We have also provided the means of modeling the various aspects of collaborative interoperability. To date there is no comprehensive model for healthcare interoperability. This paper provides an ontology for modeling the interoperability needs of collaborative care delivery. The ontology contains five concepts (actor, technology, process, information and guideline) and can act as a meta-model for obtaining interoperability requirements and for understanding the multiple relationships that exist between the concepts. As proof of concept we used the ontology to develop an inventory of the interoperability requirements to support palliative care delivery and then to design an architecture for a people-oriented clinical information system to support palliative care delivery. We also described how the ontology concepts can be used for evaluation by providing a matrix that can be used to visualize interoperability issues in current practices.

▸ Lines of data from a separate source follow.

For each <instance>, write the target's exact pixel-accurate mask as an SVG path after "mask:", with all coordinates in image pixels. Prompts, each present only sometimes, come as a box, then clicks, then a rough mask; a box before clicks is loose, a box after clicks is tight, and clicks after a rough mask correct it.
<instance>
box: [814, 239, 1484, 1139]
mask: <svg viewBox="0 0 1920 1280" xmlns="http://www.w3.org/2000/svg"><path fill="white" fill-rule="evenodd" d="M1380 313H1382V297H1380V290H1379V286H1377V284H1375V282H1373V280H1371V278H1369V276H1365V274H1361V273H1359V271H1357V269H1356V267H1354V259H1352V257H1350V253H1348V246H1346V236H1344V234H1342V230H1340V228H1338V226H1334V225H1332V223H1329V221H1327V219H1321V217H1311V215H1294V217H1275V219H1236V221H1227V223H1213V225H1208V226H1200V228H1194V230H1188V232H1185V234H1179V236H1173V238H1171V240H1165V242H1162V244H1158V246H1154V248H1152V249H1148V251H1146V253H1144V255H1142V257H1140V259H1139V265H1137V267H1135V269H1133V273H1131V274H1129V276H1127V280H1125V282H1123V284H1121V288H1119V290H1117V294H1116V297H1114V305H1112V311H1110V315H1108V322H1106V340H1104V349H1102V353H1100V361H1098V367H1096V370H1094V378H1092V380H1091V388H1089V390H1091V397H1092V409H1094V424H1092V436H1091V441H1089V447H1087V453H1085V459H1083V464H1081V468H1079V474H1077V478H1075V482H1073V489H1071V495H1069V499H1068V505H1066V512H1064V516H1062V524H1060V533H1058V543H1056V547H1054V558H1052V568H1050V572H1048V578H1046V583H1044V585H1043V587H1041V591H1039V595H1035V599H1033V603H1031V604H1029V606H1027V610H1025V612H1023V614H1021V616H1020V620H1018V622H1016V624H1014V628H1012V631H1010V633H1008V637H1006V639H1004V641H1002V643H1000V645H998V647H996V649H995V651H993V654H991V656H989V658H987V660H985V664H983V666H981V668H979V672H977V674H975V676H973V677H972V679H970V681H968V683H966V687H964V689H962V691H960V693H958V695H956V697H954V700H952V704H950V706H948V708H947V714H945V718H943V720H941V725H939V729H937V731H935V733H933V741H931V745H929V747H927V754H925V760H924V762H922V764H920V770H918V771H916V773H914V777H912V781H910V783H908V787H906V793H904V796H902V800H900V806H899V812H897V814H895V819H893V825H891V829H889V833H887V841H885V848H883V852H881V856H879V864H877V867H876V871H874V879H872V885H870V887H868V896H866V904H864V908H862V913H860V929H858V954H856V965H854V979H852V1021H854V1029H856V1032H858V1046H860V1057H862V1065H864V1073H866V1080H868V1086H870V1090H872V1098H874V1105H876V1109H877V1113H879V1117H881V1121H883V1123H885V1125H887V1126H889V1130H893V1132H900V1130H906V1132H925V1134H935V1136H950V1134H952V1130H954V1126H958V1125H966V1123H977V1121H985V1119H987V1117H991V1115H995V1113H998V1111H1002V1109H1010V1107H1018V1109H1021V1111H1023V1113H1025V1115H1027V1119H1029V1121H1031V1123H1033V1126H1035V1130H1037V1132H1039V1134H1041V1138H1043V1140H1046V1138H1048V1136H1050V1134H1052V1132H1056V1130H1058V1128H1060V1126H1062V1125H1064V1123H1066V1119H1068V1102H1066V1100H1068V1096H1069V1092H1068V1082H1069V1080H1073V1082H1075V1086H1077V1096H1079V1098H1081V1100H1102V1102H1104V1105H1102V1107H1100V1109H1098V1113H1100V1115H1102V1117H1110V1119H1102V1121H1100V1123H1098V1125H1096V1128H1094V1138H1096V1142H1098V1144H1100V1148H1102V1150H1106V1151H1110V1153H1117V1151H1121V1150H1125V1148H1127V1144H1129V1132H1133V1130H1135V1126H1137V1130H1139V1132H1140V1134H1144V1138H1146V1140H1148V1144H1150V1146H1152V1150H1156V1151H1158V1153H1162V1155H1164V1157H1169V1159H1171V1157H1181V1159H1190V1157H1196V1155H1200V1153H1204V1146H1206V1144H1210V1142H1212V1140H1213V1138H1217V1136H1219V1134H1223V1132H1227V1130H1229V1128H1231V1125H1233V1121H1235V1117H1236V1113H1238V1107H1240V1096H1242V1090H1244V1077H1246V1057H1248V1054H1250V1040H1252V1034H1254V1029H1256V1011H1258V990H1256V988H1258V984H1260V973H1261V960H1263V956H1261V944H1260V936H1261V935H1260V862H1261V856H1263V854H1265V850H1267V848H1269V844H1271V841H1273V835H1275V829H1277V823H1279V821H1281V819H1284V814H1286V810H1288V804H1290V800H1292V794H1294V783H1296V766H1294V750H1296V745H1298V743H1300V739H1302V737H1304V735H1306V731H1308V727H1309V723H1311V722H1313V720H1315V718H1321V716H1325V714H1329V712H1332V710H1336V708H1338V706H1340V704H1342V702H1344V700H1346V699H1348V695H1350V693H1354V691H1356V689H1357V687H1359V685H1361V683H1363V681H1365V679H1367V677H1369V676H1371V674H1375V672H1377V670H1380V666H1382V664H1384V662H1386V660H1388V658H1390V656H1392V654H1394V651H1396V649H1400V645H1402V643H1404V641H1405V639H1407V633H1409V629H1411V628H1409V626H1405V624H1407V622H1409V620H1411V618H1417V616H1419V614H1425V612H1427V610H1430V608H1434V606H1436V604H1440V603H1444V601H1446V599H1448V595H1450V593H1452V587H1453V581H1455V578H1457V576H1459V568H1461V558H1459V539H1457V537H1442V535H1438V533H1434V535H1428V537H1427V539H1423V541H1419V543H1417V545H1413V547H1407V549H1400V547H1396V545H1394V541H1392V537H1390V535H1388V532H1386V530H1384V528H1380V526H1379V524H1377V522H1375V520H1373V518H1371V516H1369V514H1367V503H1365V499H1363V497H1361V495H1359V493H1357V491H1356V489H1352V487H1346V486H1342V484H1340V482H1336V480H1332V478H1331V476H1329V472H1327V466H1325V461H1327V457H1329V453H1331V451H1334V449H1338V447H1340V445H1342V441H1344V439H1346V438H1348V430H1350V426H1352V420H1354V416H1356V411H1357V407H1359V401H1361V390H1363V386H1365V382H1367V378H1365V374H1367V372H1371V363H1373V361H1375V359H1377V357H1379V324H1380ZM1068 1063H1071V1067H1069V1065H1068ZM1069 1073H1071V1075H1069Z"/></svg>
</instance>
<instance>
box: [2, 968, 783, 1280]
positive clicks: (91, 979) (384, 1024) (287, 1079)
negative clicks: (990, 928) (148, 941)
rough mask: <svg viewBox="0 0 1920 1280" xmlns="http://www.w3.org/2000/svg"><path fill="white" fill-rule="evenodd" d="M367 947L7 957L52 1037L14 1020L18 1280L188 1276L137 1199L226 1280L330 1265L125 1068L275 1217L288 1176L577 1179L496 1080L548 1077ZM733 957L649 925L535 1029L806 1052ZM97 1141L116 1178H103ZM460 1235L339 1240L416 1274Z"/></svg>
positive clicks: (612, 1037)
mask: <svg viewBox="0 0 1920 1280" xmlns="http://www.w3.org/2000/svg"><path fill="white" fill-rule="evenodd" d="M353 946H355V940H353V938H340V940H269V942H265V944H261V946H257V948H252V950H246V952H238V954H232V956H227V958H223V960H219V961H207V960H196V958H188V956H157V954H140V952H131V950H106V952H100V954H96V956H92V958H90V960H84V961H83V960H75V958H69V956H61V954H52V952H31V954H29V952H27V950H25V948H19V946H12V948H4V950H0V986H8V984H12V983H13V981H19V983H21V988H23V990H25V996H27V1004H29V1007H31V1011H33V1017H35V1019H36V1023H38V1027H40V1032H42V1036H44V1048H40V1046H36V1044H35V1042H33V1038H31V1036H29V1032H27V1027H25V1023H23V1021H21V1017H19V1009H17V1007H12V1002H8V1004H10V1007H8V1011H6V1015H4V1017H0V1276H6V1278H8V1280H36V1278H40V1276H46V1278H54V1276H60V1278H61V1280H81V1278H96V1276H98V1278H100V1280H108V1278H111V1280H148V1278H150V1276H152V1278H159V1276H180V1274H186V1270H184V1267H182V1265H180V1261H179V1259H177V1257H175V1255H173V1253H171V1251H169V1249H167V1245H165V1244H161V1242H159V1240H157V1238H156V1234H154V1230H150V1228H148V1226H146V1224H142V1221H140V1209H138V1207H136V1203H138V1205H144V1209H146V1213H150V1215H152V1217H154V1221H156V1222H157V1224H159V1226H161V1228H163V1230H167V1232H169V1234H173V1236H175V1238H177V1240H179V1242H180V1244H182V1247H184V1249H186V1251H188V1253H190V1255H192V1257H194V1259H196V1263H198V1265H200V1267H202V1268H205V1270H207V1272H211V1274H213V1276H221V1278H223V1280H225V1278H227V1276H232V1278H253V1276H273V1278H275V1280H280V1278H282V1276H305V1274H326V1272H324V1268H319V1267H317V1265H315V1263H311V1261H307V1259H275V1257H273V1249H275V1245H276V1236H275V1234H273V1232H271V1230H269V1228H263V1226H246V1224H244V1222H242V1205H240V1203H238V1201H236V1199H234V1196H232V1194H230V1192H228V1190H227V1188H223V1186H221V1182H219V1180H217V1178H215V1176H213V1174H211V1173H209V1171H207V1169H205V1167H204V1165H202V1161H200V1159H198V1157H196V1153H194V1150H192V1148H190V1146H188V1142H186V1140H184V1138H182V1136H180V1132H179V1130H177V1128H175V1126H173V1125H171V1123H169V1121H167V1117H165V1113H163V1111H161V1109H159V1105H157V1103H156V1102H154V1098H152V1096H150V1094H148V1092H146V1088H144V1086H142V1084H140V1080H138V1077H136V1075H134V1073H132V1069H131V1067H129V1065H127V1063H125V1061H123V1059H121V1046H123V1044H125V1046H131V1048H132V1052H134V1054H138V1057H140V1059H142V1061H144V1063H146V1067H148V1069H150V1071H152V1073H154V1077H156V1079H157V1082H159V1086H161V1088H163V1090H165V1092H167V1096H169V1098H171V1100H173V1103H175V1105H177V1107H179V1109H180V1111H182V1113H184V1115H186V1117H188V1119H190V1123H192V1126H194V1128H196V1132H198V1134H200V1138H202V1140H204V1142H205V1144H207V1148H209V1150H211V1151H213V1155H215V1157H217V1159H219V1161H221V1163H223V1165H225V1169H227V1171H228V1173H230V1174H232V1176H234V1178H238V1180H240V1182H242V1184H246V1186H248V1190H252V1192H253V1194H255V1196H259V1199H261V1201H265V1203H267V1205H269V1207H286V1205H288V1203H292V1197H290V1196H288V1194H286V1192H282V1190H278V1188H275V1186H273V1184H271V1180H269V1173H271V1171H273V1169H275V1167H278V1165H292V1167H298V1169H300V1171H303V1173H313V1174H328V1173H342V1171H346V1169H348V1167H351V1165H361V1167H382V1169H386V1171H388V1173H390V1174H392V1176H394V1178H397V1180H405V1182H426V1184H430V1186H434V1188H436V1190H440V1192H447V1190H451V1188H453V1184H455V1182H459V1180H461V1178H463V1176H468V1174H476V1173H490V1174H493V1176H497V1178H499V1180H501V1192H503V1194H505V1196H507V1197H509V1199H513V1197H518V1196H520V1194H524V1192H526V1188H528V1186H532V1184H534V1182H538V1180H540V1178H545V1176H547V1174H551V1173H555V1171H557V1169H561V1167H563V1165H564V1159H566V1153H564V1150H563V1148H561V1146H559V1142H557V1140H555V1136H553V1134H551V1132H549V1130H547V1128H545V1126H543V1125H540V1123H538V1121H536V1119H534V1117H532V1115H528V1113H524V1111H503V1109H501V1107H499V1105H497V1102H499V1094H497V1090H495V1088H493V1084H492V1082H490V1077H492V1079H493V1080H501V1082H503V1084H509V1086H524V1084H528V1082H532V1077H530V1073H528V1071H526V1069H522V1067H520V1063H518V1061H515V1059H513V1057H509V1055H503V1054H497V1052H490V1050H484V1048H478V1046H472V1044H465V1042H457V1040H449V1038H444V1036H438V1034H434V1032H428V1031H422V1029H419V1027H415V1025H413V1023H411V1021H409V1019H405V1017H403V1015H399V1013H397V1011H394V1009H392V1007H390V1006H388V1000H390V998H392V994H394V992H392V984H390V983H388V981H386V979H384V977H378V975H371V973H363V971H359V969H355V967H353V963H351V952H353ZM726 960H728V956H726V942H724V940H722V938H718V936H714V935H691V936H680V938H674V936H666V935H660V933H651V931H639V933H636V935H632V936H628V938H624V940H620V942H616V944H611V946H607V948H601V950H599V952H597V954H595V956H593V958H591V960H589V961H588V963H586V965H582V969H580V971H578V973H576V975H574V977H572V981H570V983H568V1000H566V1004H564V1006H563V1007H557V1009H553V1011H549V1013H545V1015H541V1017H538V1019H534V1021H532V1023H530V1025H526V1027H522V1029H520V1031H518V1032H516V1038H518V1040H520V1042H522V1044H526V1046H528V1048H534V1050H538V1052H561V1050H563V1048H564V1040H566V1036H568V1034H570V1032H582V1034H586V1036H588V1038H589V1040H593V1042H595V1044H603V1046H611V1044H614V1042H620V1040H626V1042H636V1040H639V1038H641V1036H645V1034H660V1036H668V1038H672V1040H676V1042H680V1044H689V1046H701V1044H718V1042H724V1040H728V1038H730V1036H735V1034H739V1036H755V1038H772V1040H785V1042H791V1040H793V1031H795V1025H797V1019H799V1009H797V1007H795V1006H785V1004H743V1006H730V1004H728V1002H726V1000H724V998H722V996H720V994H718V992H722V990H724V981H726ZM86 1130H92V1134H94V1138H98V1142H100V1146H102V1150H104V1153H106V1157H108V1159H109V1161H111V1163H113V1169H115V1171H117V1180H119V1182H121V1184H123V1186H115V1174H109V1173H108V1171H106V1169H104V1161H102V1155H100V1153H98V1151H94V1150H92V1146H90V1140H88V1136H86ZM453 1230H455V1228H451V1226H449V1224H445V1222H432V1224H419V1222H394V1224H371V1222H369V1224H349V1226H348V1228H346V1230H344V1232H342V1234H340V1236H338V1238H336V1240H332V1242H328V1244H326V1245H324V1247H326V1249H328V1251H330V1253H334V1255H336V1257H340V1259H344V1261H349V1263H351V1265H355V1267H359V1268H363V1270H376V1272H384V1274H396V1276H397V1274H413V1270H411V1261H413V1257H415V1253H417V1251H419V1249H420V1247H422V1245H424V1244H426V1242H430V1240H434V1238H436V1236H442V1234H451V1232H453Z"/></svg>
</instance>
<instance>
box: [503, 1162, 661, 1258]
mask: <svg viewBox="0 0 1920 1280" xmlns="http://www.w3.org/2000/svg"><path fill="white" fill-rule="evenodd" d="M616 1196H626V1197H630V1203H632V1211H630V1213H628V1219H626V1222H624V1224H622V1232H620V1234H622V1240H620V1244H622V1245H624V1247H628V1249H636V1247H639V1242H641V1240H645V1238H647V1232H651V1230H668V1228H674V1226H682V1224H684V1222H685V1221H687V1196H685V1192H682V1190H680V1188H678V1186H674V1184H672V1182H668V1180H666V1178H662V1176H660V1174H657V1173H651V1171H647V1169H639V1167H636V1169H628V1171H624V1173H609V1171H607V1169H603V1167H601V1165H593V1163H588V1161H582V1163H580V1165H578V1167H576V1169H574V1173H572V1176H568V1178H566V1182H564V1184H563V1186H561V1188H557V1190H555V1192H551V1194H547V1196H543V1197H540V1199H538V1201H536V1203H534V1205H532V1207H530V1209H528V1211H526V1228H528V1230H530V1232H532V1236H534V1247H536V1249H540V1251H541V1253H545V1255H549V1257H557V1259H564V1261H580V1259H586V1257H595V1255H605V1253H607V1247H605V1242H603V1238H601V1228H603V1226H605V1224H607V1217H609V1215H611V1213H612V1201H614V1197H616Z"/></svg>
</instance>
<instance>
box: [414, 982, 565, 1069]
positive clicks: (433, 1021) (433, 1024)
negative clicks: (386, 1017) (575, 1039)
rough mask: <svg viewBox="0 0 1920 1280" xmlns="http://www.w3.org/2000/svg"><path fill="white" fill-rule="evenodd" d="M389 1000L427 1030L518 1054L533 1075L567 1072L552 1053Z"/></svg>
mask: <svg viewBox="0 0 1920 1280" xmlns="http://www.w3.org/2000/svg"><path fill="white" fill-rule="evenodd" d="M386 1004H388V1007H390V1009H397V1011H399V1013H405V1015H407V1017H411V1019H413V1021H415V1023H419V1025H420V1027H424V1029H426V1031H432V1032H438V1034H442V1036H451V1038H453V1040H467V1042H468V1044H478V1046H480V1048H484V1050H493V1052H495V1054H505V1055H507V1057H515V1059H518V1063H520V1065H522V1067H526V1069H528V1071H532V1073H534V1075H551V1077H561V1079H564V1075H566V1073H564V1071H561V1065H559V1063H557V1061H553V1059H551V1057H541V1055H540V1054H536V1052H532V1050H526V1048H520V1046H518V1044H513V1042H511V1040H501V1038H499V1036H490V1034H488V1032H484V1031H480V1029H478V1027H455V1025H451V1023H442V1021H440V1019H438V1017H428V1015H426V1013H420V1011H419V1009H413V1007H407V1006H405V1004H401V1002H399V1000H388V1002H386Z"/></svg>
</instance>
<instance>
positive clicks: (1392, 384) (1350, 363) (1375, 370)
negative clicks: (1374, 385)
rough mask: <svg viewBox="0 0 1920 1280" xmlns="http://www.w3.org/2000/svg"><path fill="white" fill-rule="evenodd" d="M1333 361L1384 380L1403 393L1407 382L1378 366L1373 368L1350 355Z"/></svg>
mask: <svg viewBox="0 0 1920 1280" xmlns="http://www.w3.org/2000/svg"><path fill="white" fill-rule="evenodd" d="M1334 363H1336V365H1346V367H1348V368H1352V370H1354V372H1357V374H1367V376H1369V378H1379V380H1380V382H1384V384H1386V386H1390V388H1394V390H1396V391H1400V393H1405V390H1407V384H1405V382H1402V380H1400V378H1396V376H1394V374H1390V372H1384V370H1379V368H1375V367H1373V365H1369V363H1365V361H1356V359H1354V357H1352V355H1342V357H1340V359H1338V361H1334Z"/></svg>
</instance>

The three key contributions from this paper are:

  1. 1.

    Identification of the interoperability deficiencies in current collaborative care practices at multiple levels including actor, process, information and technological deficiencies

  2. 2.

    A methodology based on an interoperability ontology to model interoperability concepts and the relationships across those concepts, and an architecture for an interoperable clinical information system.

  3. 3.

    Implementation of the methodology using a palliative care case study in order to design an interoperability inventory for palliative care and a technical architecture that supports collaborative care delivery

Shortcomings of our paper are that the methodology has only been implemented in one case study from one domain (palliative care). Variations on the ontology concepts and the technical architecture may arise in other settings. Another shortcoming is we have not formally evaluated our palliative care ontology or the technical architecture developed from the ontology. Future research will involve evaluation of the ontology using formal ontology modeling principles such as those outlined by Zhang and Bodenreider (2006) and design and implementation of the technical architecture as a palliative care information system (PAL-IS).